東京こけし友の会幹事さんで、国恵さんのブログ「こけし千夜一夜物語」http://fukujyusoan.moe-nifty.com/kokeshi_fan_night2/ の「第217夜・今晃さんの闇夜こけし」、「第218夜・こけしの不思議な縁(今晃)」で、今晃さんの初期の「闇夜こけし」と「アヤメ模様こけし」のエピソードが紹介されていました。
「闇夜こけし」は、先日、ヤフオクに出品され、このブログ「93・今さん訪問と鳴子こけし祭り」で紹介した「館時代」のこけしと今年9月作の新作です。
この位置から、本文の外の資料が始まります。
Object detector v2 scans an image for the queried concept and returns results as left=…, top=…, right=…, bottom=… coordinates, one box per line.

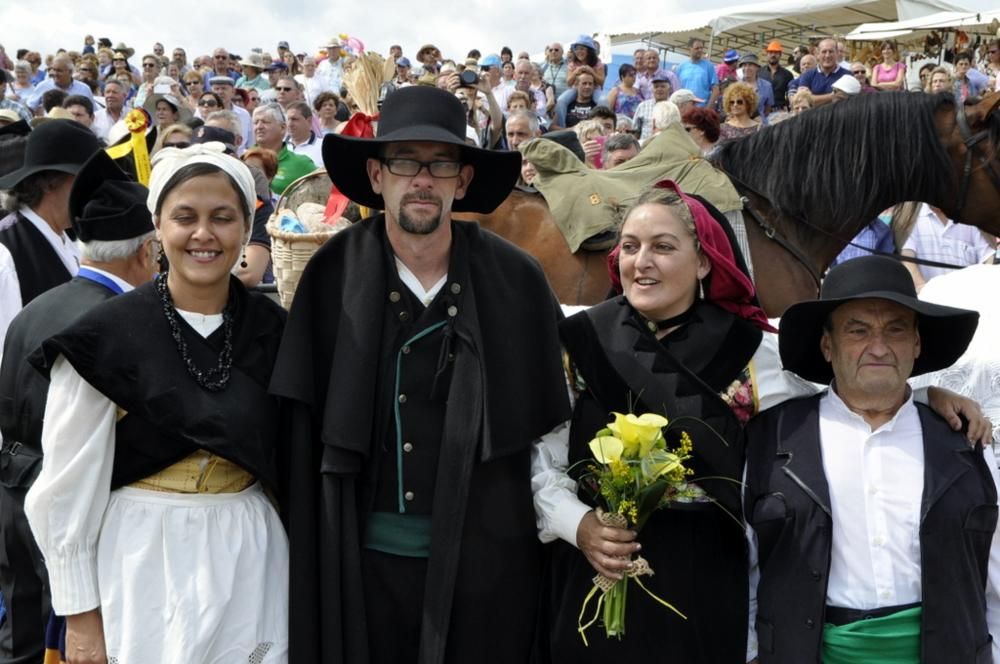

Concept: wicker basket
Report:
left=267, top=169, right=342, bottom=309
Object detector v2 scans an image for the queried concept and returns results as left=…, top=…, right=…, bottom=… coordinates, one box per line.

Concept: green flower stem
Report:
left=604, top=576, right=628, bottom=639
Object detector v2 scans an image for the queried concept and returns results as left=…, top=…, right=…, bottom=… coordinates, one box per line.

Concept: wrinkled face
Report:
left=49, top=58, right=73, bottom=88
left=253, top=108, right=287, bottom=150
left=153, top=173, right=250, bottom=288
left=66, top=104, right=94, bottom=127
left=285, top=108, right=312, bottom=142
left=931, top=72, right=951, bottom=92
left=514, top=60, right=534, bottom=91
left=507, top=118, right=535, bottom=150
left=820, top=299, right=920, bottom=403
left=368, top=141, right=473, bottom=235
left=212, top=83, right=236, bottom=106
left=604, top=145, right=639, bottom=168
left=619, top=203, right=710, bottom=320
left=817, top=39, right=839, bottom=71
left=156, top=99, right=177, bottom=127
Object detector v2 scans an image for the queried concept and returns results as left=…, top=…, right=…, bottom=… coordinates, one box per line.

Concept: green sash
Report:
left=823, top=606, right=922, bottom=664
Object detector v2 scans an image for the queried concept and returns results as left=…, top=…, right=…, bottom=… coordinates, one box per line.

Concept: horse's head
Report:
left=956, top=92, right=1000, bottom=235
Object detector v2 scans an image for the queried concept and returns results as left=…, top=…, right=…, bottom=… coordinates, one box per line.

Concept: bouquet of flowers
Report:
left=578, top=413, right=698, bottom=644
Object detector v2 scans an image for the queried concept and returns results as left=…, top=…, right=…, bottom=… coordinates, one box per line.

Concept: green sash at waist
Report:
left=823, top=606, right=922, bottom=664
left=365, top=512, right=431, bottom=558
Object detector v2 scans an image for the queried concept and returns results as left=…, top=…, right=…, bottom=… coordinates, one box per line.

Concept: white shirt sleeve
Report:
left=983, top=445, right=1000, bottom=662
left=0, top=244, right=22, bottom=347
left=531, top=422, right=591, bottom=546
left=24, top=357, right=117, bottom=616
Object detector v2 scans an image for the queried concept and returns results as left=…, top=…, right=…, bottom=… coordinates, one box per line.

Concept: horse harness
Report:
left=955, top=102, right=1000, bottom=218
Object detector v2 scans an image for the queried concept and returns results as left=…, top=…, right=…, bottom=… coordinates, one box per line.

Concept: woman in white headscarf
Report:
left=25, top=144, right=288, bottom=664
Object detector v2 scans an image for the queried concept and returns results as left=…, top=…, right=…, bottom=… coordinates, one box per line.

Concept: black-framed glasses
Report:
left=379, top=157, right=462, bottom=178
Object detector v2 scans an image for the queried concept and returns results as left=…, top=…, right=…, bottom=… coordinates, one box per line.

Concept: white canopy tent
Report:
left=606, top=0, right=966, bottom=56
left=845, top=9, right=1000, bottom=41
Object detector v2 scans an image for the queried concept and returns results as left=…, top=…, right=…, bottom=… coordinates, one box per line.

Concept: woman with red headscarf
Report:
left=532, top=181, right=980, bottom=664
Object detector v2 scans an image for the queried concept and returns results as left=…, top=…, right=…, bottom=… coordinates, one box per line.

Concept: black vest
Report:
left=374, top=272, right=454, bottom=515
left=0, top=213, right=73, bottom=306
left=31, top=278, right=284, bottom=489
left=0, top=277, right=115, bottom=460
left=745, top=395, right=997, bottom=664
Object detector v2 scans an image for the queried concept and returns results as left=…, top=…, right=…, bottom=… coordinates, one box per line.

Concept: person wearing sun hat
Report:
left=744, top=256, right=1000, bottom=664
left=270, top=86, right=569, bottom=664
left=0, top=120, right=101, bottom=338
left=0, top=150, right=156, bottom=661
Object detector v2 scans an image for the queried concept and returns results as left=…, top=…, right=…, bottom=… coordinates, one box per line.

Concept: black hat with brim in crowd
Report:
left=0, top=120, right=101, bottom=189
left=69, top=150, right=153, bottom=242
left=778, top=256, right=979, bottom=384
left=323, top=86, right=521, bottom=213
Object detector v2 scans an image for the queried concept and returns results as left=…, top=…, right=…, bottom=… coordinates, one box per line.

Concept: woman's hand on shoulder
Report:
left=66, top=609, right=108, bottom=664
left=576, top=510, right=642, bottom=579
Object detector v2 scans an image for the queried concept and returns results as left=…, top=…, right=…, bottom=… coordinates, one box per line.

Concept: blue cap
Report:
left=479, top=53, right=503, bottom=69
left=569, top=35, right=598, bottom=53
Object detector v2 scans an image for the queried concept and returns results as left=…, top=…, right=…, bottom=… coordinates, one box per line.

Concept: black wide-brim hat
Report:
left=323, top=85, right=521, bottom=213
left=778, top=256, right=979, bottom=384
left=69, top=150, right=154, bottom=242
left=0, top=120, right=101, bottom=189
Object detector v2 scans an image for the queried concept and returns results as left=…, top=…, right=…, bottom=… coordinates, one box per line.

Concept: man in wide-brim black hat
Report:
left=271, top=87, right=569, bottom=664
left=745, top=256, right=1000, bottom=664
left=0, top=120, right=101, bottom=339
left=0, top=149, right=155, bottom=662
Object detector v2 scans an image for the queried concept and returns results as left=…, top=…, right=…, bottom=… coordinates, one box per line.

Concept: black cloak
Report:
left=271, top=215, right=569, bottom=664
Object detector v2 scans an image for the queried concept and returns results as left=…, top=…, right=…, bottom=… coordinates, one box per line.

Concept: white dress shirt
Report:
left=0, top=205, right=80, bottom=344
left=24, top=310, right=222, bottom=615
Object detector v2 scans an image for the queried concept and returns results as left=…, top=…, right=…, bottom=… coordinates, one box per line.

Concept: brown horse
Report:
left=465, top=92, right=1000, bottom=316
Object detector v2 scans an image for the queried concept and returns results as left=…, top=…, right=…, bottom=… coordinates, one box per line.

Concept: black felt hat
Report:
left=69, top=150, right=153, bottom=242
left=778, top=256, right=979, bottom=384
left=323, top=85, right=521, bottom=213
left=0, top=120, right=101, bottom=189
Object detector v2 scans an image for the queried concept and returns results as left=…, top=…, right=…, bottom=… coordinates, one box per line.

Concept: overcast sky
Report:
left=0, top=0, right=696, bottom=59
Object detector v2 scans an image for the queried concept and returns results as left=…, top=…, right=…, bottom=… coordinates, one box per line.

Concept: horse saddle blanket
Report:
left=520, top=124, right=743, bottom=253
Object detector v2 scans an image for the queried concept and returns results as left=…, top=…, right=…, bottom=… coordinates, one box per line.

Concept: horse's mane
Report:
left=713, top=92, right=952, bottom=231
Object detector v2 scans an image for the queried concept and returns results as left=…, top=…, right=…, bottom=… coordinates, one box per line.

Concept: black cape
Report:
left=271, top=215, right=569, bottom=664
left=31, top=277, right=285, bottom=491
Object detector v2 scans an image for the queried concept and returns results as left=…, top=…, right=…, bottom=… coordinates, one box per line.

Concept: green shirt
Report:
left=271, top=145, right=316, bottom=196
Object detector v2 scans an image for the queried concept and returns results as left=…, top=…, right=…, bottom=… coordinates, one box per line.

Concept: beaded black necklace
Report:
left=155, top=272, right=233, bottom=392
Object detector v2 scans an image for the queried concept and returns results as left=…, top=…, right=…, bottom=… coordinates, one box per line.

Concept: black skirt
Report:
left=541, top=504, right=749, bottom=664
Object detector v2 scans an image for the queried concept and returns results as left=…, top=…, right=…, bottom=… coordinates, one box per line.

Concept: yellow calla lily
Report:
left=608, top=413, right=667, bottom=458
left=590, top=436, right=625, bottom=464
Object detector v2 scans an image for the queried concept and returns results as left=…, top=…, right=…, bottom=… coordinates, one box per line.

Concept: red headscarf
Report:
left=608, top=180, right=777, bottom=332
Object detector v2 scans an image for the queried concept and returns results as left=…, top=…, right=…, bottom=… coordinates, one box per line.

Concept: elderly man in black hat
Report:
left=271, top=86, right=569, bottom=664
left=745, top=256, right=1000, bottom=664
left=0, top=150, right=155, bottom=662
left=0, top=120, right=101, bottom=339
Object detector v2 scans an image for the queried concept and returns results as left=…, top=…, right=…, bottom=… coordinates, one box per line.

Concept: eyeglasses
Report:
left=380, top=158, right=462, bottom=178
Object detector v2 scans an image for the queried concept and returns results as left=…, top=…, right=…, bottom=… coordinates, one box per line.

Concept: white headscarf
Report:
left=146, top=141, right=257, bottom=224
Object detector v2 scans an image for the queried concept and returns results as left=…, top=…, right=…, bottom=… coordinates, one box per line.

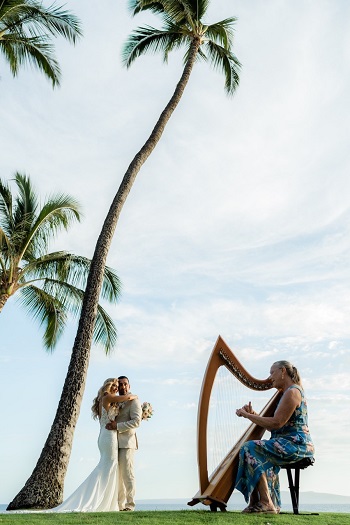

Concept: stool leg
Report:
left=286, top=467, right=299, bottom=514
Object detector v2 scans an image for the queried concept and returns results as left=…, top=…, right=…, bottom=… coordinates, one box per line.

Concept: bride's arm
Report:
left=105, top=394, right=137, bottom=403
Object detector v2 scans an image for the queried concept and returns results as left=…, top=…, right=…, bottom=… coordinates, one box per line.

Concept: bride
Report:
left=49, top=379, right=137, bottom=512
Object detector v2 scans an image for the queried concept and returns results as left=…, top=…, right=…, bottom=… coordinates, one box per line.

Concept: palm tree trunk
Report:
left=0, top=293, right=10, bottom=313
left=7, top=39, right=200, bottom=510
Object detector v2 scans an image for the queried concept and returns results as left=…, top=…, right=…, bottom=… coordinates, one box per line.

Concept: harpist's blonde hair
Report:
left=91, top=378, right=118, bottom=419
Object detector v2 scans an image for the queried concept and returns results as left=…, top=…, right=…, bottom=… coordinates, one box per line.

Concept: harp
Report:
left=188, top=336, right=280, bottom=511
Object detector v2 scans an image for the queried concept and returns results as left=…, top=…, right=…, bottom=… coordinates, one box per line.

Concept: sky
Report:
left=0, top=0, right=350, bottom=505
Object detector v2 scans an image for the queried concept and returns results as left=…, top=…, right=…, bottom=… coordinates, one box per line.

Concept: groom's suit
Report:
left=116, top=392, right=142, bottom=510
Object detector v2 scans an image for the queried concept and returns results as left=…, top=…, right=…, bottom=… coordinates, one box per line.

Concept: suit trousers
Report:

アヤメ模様こけしは、東京こけし友の会機関紙「こけし手帖」で頒布された、図譜「木おぼこ・今晃」 http://sanejiro.sakura.ne.jp/main/?page_id=11 に掲載されている「長谷川辰雄弟子時代(辰雄さんと一緒の製作場面写真)」のこけしです。その当時の話、今さんが初めてこけしに触れあった高校三年生の時(昭和47年)から、今さんが病に倒れられ療養されておられた平成24年12月までの40年間(大館移住以前)、今さんのこけし遍歴をお聞きしました。図譜「木おぼこ・今晃」の「今晃さんのこけし遍歴」として、弘前初期時代や鳴子修業時代、弘前の館時代や禰宜町時代、そして「嶽・今晃」や「晃」時代でのこけし遍歴、エピソードを書きました。そこには一人の伝統こけし工人さん・今晃さんの姿があります。ご覧いただけましたら、嬉しいです。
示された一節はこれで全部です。